= Timeline of Chinese astronomy =

This is a timeline of Chinese records and investigations in astronomy.

- 2137 BC - October 22, the Chinese book the Book of Documents, records the earliest known solar eclipse (乃季秋月朔，辰弗集于房).
- c. 2000 BC - Chinese determine that Jupiter's orbital period is 12 years.
- c. 1400 BC - Chinese record the regularity of solar and lunar eclipses and the earliest known solar prominence and two novas (七日己巳夕有新大星并火，辛未酉殳新星).
- c. 1200 BC - Chinese divide the sky into twenty-eight regions (Chinese constellations) for recognition of the stars.
- c. 1100 BC - Chinese first determine the spring equinox.
- 776 BC - Chinese make the earliest reliable record of a solar eclipse.
- 613 BC - In July, a comet, possibly Comet Halley, is recorded in the Spring and Autumn Annals (秋七月，有星孛入于北斗).
- 532 BC - A nova was recorded in the Records of the Grand Historian and Zuo Zhuan (周景王十三年春，有星出婺女).
- 364 BC - Earliest recorded observation of sunspots made by Gan De.
- 28 BC - May 10, Chinese imperial history book, the Book of Han, makes earliest known dated record of sunspots; systematic Chinese observations of sunspots continue thereafter.
- 185 - The earliest recorded supernova of RCW 86
- 687 - Chinese make earliest known record of meteor shower.
- 1054 - July 4, Chinese astronomers noted the appearance of a guest star, the supernova which produced the Crab Nebula, Messier's M1.

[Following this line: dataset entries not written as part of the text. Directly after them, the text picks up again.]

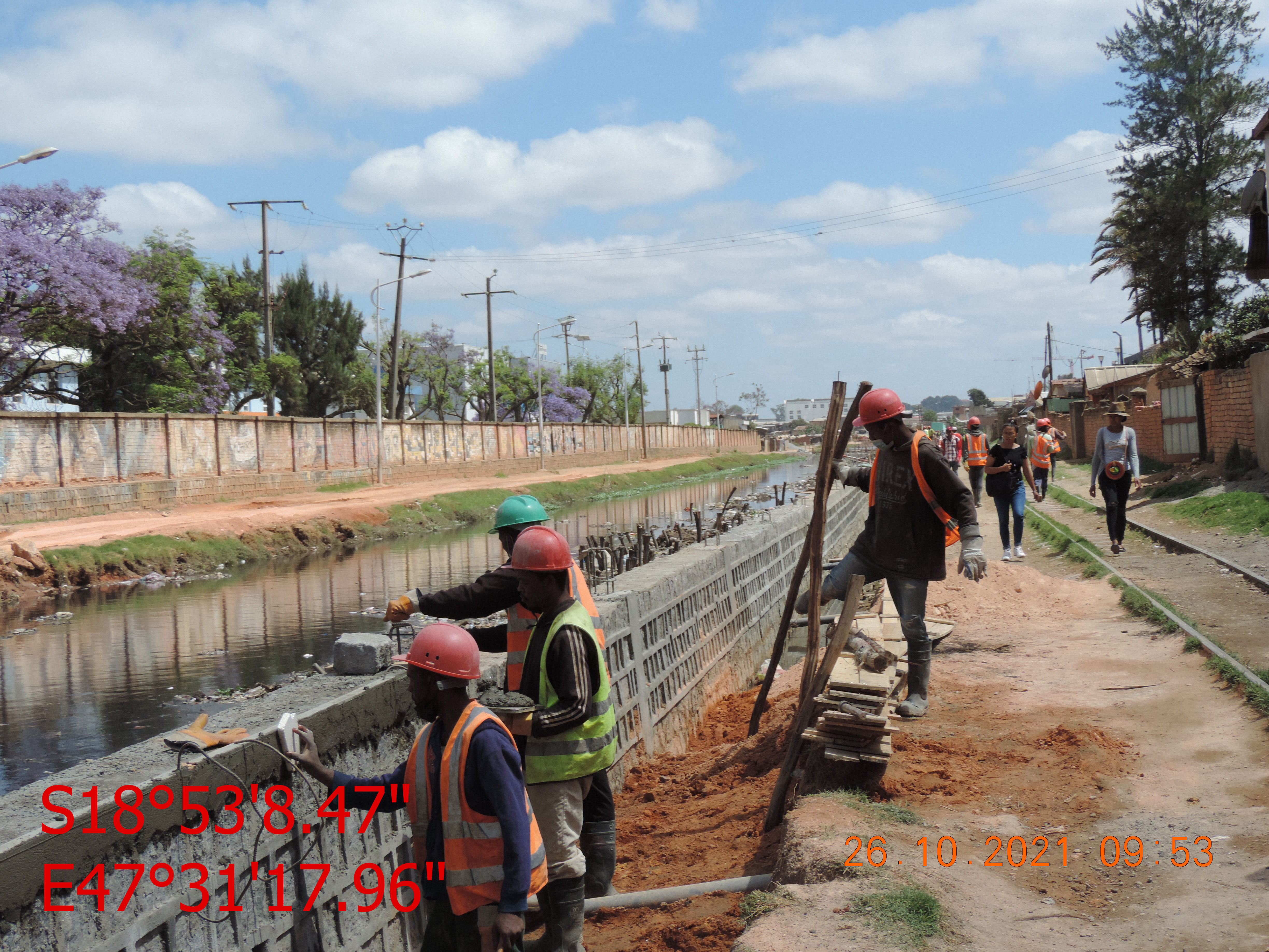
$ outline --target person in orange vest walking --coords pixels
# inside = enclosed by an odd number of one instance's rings
[[[494,528],[489,531],[491,536],[497,536],[506,561],[466,585],[431,593],[411,589],[388,604],[386,621],[405,621],[414,612],[435,618],[483,618],[505,611],[506,625],[475,628],[472,636],[481,651],[506,652],[506,689],[520,691],[524,652],[538,616],[520,604],[519,580],[511,570],[511,552],[524,529],[541,526],[547,519],[547,510],[537,498],[508,496],[497,506]],[[599,609],[590,595],[586,576],[576,562],[569,570],[569,581],[570,594],[589,609],[603,647],[604,628],[599,621]],[[608,772],[596,773],[593,781],[586,795],[581,833],[581,852],[586,856],[586,896],[607,896],[617,891],[613,889],[613,873],[617,869],[617,806]]]
[[[1047,416],[1036,421],[1036,435],[1029,440],[1032,475],[1036,477],[1036,489],[1039,491],[1039,498],[1044,499],[1048,495],[1048,475],[1053,466],[1053,453],[1062,451],[1058,435],[1065,437],[1066,434],[1055,430],[1052,421]]]
[[[973,508],[982,508],[982,480],[987,472],[987,449],[991,440],[982,432],[982,420],[970,418],[970,429],[964,434],[964,465],[970,470],[970,490],[973,493]]]
[[[821,588],[821,602],[846,594],[851,575],[886,579],[907,641],[907,697],[904,717],[921,717],[929,708],[930,636],[925,630],[925,595],[930,581],[947,578],[947,547],[961,542],[957,570],[977,581],[987,571],[982,532],[973,496],[948,468],[939,448],[904,421],[904,401],[892,390],[871,390],[859,401],[855,426],[867,426],[877,447],[872,465],[839,467],[846,486],[868,493],[868,520],[846,556]],[[794,608],[806,614],[810,595]]]
[[[350,777],[321,762],[305,726],[296,729],[299,753],[287,757],[327,791],[343,790],[345,809],[374,809],[382,790],[379,812],[409,812],[419,869],[445,864],[444,880],[421,877],[424,948],[519,952],[528,897],[547,885],[547,852],[510,731],[467,698],[467,683],[480,677],[476,640],[438,622],[393,660],[406,663],[415,711],[429,721],[405,763],[379,777]],[[406,792],[390,796],[393,786]]]

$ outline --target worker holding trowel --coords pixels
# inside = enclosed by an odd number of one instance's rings
[[[423,612],[435,618],[483,618],[505,611],[506,625],[475,628],[471,633],[481,651],[506,652],[506,689],[520,691],[524,652],[529,646],[529,637],[538,616],[520,604],[519,580],[511,570],[511,552],[524,529],[541,526],[546,520],[547,510],[534,496],[508,496],[499,505],[494,528],[490,529],[490,534],[496,534],[501,542],[506,561],[466,585],[431,593],[411,589],[388,604],[386,619],[405,621],[414,612]],[[599,622],[599,611],[590,597],[586,576],[575,562],[569,570],[569,581],[570,595],[590,613],[599,645],[603,647],[604,630]],[[600,770],[591,779],[590,792],[584,803],[581,829],[581,852],[586,857],[586,896],[607,896],[615,892],[612,883],[613,872],[617,869],[617,807],[613,802],[613,790],[608,783],[608,772]]]
[[[947,576],[947,546],[959,539],[957,570],[977,581],[987,572],[982,533],[973,494],[933,440],[914,433],[911,416],[892,390],[871,390],[859,401],[855,426],[867,426],[877,447],[872,465],[839,466],[843,484],[868,493],[868,520],[863,532],[820,589],[821,603],[846,593],[851,575],[868,581],[886,579],[907,641],[907,698],[904,717],[921,717],[929,708],[930,636],[925,631],[925,593],[930,581]],[[810,593],[796,608],[806,613]]]

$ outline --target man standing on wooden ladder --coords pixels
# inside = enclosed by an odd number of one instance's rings
[[[871,390],[859,401],[855,426],[867,426],[877,447],[872,465],[834,465],[846,486],[868,493],[868,520],[846,557],[824,580],[821,603],[846,593],[851,575],[868,581],[886,579],[907,641],[907,698],[904,717],[923,717],[929,710],[930,636],[925,631],[925,593],[930,581],[947,578],[944,550],[961,542],[957,570],[977,581],[987,574],[982,533],[973,495],[948,468],[939,447],[904,423],[910,413],[892,390]],[[949,515],[950,513],[950,515]],[[796,603],[810,608],[810,593]]]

- 1088 - In his Dream Pool Essays, the polymath Chinese scientist Shen Kuo (1031–1095) wrote of his findings for the improved meridian measurement between the pole star and true north, which was an invaluable concept for aiding navigation by use of the magnetic compass. Shen Kuo also argued for spherical celestial bodies by using evidence of lunar eclipses and solar eclipses, which promoted the spherical Earth theory and went against the flat Earth theory.